Identification of two moieties of beta-endorphin with opposing effects on rat T-cell proliferation.

In a previous study we demonstrated that beta-endorphin (beta-end) may stimulate rat T-cell proliferation via triggering of non-opioid receptors, whereas this stimulatory effect is abrogated by interaction of beta-end with opioid receptors. In the present study we provide evidence for this dualistic nature of beta-end by the identification of stimulatory and inhibitory sites of beta-end with the use of peptide fragments. The fragments beta-end6-31 and beta-end 18-31, which both lack the opioid receptor binding N-terminal sequence, enhanced rat T-cell proliferation when added directly to the cultures. By contrast, the peptide fragments beta-end24-31 and beta-end28-31 did not stimulate proliferation.
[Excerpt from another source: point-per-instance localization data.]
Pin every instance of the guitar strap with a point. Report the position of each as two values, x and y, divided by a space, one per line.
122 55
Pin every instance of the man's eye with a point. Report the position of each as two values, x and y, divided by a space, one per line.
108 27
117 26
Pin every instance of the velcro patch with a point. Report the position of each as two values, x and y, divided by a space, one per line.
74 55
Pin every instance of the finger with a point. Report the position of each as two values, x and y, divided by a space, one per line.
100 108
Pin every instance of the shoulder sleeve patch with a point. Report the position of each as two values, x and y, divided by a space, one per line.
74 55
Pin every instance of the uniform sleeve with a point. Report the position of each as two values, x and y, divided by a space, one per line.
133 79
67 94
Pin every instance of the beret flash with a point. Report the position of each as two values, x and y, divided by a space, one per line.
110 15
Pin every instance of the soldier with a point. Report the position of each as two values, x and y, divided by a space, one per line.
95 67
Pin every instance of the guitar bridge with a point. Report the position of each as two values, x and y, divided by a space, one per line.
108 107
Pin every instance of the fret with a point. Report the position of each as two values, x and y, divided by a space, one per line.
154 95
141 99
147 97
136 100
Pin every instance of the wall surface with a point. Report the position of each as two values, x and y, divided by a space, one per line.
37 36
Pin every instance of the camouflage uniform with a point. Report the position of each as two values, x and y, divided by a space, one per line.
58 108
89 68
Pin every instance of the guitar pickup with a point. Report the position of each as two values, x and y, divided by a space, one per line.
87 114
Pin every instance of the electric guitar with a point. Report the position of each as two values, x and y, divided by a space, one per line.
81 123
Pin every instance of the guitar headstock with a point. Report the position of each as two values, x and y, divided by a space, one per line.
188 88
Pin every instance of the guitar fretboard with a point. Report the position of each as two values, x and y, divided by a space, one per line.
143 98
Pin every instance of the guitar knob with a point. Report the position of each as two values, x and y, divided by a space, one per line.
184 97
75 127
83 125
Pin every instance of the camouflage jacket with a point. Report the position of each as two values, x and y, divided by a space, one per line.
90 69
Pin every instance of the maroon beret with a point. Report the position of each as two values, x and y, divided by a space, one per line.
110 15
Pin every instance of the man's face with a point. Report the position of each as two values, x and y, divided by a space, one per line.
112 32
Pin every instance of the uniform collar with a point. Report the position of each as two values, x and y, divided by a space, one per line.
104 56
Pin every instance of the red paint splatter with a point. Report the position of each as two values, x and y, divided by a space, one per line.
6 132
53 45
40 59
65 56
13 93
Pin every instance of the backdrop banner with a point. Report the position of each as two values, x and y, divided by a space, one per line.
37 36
Peptides and fragments containing the N-terminal part, i.e. methionine-enkephalin (met-enk), alpha-endorphin (alpha-end), gamma-endorphin, the fragment beta-end1-27, and the intact beta-end, did not influence proliferation by themselves. However, the addition of met-enk or alpha-end to T cells that had been stimulated by the fragments beta-end6-31 or beta-end18-31 resulted in the abrogation of the stimulating effect. These data further support the hypothesis that beta-end is a peptide with a dualistic nature: its C-terminal moiety enhances T-cell proliferation, whereas this stimulatory effect can be prevented by peptides that possess the N-terminal enkephalin sequence.